Море кто-то вспахал кривыми бороздами; стало оно серое, дымное. В борозды кто-то посеял ненасытную тягу к берегу, — тягу бездумную, тоскливую, злобную. Жутко было смотреть, как перекатывались волны с самого горизонта, как они медленно, но упорно, тяжело качаясь, шли к берегу, как богомолки с котомками за плечами, шли за сотни верст только за тем, чтобы глухо удариться о жесткие камни, разбиться в белые брызги и пену и отпрянуть. Но ведь глубина под ними все так же была тиха, как была тысячи лет назад, все так же самодовольна и темна и безучастна к тому, что творится под солнцем.

— Вот ты и не пошел никуда, — ты видишь? Ты сидишь здесь со мною… Почему? — спросила она, скользя по нем глазами.
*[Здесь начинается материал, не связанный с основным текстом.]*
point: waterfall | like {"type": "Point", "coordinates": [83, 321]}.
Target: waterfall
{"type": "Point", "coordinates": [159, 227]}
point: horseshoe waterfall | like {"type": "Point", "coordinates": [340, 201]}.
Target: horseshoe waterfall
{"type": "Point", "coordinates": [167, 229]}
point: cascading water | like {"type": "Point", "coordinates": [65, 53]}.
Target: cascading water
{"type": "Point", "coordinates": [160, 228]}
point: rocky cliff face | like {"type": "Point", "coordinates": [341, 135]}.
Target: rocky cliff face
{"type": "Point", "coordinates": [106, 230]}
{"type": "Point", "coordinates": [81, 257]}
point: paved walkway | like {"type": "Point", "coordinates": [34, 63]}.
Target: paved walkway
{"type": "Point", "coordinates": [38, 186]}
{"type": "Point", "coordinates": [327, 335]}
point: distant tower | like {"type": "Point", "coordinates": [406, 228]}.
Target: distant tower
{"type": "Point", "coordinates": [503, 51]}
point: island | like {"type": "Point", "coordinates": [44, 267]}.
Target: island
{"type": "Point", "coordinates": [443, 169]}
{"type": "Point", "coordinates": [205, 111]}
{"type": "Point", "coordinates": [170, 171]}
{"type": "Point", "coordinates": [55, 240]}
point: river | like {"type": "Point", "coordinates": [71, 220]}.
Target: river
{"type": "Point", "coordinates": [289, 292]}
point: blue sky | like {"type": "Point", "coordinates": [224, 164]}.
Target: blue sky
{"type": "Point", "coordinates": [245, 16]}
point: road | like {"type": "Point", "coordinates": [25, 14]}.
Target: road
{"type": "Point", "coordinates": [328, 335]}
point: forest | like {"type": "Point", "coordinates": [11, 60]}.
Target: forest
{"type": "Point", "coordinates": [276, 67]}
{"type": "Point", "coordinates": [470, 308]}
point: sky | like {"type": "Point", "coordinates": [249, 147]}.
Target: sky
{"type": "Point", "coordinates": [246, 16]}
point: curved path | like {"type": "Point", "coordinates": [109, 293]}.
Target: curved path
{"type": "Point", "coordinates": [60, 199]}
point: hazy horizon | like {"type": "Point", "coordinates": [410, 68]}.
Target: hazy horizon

Он смотрел на нее, снова другую, не хотел говорить, но сказал, потому что она ждала ответа: она была теперь, как верхушки тополей перед утром.

— Ты говорила со мной о том, что я сделал, — об этой даче, — ответил он.

— Но ведь я говорила это так, — засмеялась она. — Белая дача… разве она лучше гор? Разве ты не потерял горы, когда сказал в первый раз: вот моя дача?.. От ветра у тебя глухая, толстая стена, — ведь так, ведь так!.. Разве из-за этой стены видны горы?

— Это не то, — пожал он плечами. — Ты говоришь о себе, — причем тут я? Я строил дачу затем, чтобы ты могла отдохнуть здесь в прохладе, когда жарко, в темноте, когда день, в тишине, когда ветер… Это для тебя строил я дачу.

— Ты говоришь так просто и здраво, — так сказал бы всякий… Это страшно. Ты не чувствуешь, что это страшно?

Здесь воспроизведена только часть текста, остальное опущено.